Wars wage in Syria and Iraq; Lebanon and Jordan wrestle with an almost unprecedented influx of refugees, and Palestinian Christians struggle to survive in the continuing Arab-Israeli conflict.
What would be helpful would be some kind of intra-Christian solidarity to bind them together. Living in Aleppo, I counted more than 12 Christian denominations in that city alone. I even discovered that my landlady was a Palestinian Quaker.
I later learned to appreciate the generous ecumenical attitude of Syrian Christian society, which was apparent at all levels of society. But this sense of cooperation had a weakness – Easter. However cordial relations were, it was hard to convince the rest of the world of your Christian solidarity if you couldn’t even agree on which date to celebrate the festival at the heart of the faith.
In Syria, there was one famous phenomenon that Christians of all denominations anticipated, and which only occurred on those special years of a single Easter date. Myrna Nazzour, the keeper of the miraculous icon known as Our Lady of Soufanieh, received the stigmata (sensations of pain in locations corresponding to the crucifixion wounds of Jesus Christ). When she returned to consciousness after each of these episodes, she would say the Virgin Mary had appeared to her with a simple message: that Christians must heal their internal divisions and come together to serve Christ.
Has Myrna’s message from the Virgin been heeded? Well, last year talks were opened once again with the Archbishop of Canterbury rather hopefully predicting that this ancient problem should be resolved within five to ten years.

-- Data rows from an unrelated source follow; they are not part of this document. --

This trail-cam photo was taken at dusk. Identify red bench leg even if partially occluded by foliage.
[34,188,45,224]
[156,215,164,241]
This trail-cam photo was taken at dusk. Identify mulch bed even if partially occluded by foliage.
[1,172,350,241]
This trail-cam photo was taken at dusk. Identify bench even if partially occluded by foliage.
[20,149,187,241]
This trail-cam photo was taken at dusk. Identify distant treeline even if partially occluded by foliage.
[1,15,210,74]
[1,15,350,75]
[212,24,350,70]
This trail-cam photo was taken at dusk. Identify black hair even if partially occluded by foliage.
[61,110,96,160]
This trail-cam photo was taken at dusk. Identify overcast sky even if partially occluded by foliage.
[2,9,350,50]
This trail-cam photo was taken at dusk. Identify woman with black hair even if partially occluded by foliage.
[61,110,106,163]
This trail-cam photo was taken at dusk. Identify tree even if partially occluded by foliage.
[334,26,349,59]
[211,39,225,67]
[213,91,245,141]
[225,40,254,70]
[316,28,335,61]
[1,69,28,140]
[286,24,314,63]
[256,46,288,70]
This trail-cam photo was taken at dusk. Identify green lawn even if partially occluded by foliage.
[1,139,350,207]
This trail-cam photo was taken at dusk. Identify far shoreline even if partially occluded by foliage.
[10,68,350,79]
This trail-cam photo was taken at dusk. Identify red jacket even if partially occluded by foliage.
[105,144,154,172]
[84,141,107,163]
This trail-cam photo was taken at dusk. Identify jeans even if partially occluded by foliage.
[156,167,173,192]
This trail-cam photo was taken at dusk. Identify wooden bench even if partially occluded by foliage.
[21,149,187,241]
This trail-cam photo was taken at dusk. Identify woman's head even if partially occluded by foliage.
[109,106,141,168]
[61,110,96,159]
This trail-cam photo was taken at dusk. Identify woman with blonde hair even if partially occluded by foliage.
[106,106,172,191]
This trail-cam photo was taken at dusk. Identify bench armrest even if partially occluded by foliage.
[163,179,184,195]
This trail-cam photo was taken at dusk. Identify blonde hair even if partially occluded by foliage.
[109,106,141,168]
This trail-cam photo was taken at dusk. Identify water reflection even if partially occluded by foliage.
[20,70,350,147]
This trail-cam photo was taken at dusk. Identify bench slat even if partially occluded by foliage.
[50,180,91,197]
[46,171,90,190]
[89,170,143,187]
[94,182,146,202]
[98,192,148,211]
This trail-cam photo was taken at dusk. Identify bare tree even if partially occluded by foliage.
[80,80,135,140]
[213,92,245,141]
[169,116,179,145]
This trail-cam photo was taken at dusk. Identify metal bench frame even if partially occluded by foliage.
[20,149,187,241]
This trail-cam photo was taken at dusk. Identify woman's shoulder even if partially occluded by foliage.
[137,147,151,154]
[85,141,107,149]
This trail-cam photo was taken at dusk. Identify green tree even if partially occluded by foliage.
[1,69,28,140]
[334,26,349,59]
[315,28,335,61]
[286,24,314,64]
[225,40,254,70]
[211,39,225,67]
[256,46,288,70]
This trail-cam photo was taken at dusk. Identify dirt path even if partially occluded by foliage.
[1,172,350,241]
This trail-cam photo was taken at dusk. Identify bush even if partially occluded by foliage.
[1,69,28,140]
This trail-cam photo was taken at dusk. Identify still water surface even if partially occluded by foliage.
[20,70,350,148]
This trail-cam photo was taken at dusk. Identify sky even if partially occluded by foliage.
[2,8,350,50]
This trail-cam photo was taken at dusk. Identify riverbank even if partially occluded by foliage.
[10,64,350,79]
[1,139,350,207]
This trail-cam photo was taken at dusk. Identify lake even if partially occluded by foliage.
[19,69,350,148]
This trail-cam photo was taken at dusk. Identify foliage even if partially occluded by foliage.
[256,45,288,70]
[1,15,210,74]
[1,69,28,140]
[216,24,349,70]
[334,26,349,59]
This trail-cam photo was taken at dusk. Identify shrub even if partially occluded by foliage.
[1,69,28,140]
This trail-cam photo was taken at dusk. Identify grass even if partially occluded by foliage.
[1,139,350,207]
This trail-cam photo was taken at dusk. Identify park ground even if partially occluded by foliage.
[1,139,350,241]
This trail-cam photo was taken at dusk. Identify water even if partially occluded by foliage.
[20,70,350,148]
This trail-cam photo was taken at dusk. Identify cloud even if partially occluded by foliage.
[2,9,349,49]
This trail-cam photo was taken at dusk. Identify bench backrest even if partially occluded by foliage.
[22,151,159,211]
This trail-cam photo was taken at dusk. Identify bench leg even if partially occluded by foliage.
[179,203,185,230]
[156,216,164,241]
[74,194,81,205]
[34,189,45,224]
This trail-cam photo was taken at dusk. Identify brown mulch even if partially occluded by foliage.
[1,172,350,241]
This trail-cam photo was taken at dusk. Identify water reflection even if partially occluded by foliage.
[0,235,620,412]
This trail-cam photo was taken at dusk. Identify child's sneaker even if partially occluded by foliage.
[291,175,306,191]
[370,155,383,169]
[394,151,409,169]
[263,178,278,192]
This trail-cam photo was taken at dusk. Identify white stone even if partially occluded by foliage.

Without calendar reform, we will not have another united Easter after 2017 until 2034.
And given the ferocity of various other Church conflicts at the moment, it seems to me that the question is unlikely to be resolved in the next 50 years. So this year, Christians of all denominations should come together and celebrate worshipping in a truly ecumenical manner in communion with all the Christians in the world. After all, it will be almost two decades before such an opportunity comes around again.
And the flowers from Salah? No, I wasn’t mistaken. He was not trying to change our platonic friendship. In fact, he had worked out that a Syrian Orthodox priest regularly came to my apartment to teach me Syriac. After seeing the lovely bouquet on my dining room table, Father Antoun gave Salah the contract to supply the Easter flowers to Mar Georgios Church. It was a major coup for a Kurd to win one of the most coveted contracts of the year. And I like to think of it as me doing my little bit for intra-communal relations in Aleppo.